Here, $$x(\boldsymbol{s})$$ is a GRF and $$\mathcal{W}(\boldsymbol{s})$$ is a Gaussian spatial white noise process. $$\alpha$$ controls the smoothness of the GRF, $$\tau$$ controls the variance, and $$\kappa >0$$ is a scale parameter. $$\Delta$$ is the Laplacian defined as $$\sum_{i=1}^d \frac{\partial^2}{\partial x^2_i}$$ where $$d$$ is the dimension of the spatial domain $$D$$.

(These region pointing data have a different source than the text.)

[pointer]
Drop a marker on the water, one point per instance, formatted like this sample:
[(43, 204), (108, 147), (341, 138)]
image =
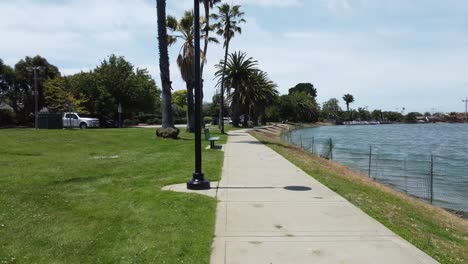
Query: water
[(401, 157)]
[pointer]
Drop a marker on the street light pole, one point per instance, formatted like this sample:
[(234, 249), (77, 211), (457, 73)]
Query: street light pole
[(466, 108), (198, 181), (36, 100)]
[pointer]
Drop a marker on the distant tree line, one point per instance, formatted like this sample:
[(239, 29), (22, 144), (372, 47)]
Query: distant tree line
[(97, 92)]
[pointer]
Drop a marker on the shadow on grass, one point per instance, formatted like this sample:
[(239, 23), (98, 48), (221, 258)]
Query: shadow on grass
[(262, 142), (76, 180)]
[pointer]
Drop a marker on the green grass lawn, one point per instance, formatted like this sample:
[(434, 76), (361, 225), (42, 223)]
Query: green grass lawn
[(93, 196), (435, 231)]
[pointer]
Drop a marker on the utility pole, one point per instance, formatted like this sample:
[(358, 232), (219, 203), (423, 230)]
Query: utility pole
[(198, 181), (466, 108), (36, 100)]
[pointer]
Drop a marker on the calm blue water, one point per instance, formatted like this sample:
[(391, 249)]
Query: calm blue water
[(401, 156)]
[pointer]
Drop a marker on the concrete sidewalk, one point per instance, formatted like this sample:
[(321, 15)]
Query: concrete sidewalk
[(270, 211)]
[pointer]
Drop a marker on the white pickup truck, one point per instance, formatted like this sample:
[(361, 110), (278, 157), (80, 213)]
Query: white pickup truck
[(79, 120)]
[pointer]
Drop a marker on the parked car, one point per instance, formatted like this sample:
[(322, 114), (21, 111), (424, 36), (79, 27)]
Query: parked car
[(79, 120), (227, 120), (107, 122)]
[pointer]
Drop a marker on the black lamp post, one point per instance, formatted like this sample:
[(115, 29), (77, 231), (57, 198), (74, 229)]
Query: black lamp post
[(198, 181)]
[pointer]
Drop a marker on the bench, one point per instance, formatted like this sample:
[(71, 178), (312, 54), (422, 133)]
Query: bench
[(210, 138)]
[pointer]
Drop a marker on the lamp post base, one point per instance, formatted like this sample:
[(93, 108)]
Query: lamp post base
[(198, 183)]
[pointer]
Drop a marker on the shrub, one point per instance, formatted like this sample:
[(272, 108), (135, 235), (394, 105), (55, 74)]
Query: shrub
[(154, 121), (7, 117), (170, 132), (207, 120), (131, 122), (146, 117)]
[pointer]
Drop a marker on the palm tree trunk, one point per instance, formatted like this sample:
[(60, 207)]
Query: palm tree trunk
[(190, 107), (168, 120), (221, 101), (205, 50), (207, 31)]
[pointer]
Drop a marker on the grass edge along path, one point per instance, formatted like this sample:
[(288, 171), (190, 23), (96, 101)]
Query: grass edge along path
[(439, 233), (94, 196)]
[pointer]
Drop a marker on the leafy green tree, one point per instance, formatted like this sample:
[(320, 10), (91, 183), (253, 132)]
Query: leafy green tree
[(262, 93), (377, 115), (298, 107), (17, 85), (364, 114), (393, 116), (228, 19), (114, 81), (307, 88), (179, 98), (348, 98), (411, 117), (100, 101), (59, 96), (168, 120)]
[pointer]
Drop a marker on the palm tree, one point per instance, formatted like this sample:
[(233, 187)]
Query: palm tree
[(168, 121), (228, 19), (249, 89), (235, 74), (183, 30), (348, 98), (207, 4)]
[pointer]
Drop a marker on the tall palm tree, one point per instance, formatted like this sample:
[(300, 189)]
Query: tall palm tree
[(348, 98), (183, 29), (207, 4), (228, 19), (248, 88), (168, 121)]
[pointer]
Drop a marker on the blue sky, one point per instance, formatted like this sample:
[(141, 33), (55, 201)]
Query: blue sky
[(388, 53)]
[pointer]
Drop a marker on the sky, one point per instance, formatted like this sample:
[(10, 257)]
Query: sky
[(390, 54)]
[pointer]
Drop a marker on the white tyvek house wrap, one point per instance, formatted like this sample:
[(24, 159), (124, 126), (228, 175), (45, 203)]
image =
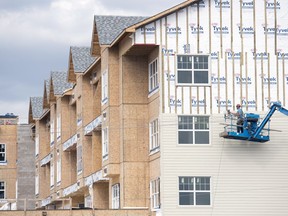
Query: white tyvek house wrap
[(235, 78)]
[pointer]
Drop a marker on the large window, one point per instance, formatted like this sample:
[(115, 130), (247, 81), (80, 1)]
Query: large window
[(2, 190), (153, 75), (193, 129), (116, 196), (105, 143), (155, 193), (154, 136), (104, 86), (2, 153), (194, 191), (193, 69)]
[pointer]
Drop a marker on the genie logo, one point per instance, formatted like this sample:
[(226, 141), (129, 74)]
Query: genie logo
[(217, 29), (148, 30), (196, 103), (262, 55), (243, 80), (170, 77), (247, 5), (246, 30), (173, 30), (223, 4), (167, 51), (249, 103), (282, 55), (201, 4), (279, 31), (271, 80), (215, 79), (272, 5), (234, 55), (223, 103), (214, 55), (196, 30), (173, 102)]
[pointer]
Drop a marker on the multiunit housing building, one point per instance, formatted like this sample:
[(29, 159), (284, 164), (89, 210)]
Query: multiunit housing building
[(134, 122)]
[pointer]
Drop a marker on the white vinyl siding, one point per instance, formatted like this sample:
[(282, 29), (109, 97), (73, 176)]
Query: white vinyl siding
[(105, 87), (153, 76), (155, 193)]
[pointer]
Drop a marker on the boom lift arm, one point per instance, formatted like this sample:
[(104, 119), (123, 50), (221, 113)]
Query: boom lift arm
[(252, 129)]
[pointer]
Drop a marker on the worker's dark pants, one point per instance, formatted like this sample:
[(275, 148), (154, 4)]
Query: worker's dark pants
[(239, 126)]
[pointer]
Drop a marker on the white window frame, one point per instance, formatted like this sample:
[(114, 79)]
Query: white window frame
[(192, 70), (155, 194), (52, 133), (59, 169), (3, 152), (58, 123), (37, 184), (194, 130), (37, 145), (116, 196), (105, 143), (3, 184), (193, 190), (153, 76), (52, 176), (104, 80), (154, 136)]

The parameters of the Matérn covariance function and the SPDE are coupled as follows. The smoothness parameter $$\nu$$ of the Matérn covariance function is related to the SPDE through

$\nu = \alpha - \frac{d}{2},$ and the marginal variance $$\sigma^2$$ is related to the SPDE through

$\sigma^2 = \frac{\Gamma(\nu)}{\Gamma(\alpha)(4\pi)^{d/2}\kappa^{2\nu}\tau^2}.$

For $$d=2$$ and $$\nu=1/2$$ which corresponds to the exponential covariance function, the parameter $$\alpha = \nu + d/2 =1/2+1=3/2$$. In the R-INLA package the default value is $$\alpha = 2$$, although options $$0\leq \alpha < 2$$ are also available.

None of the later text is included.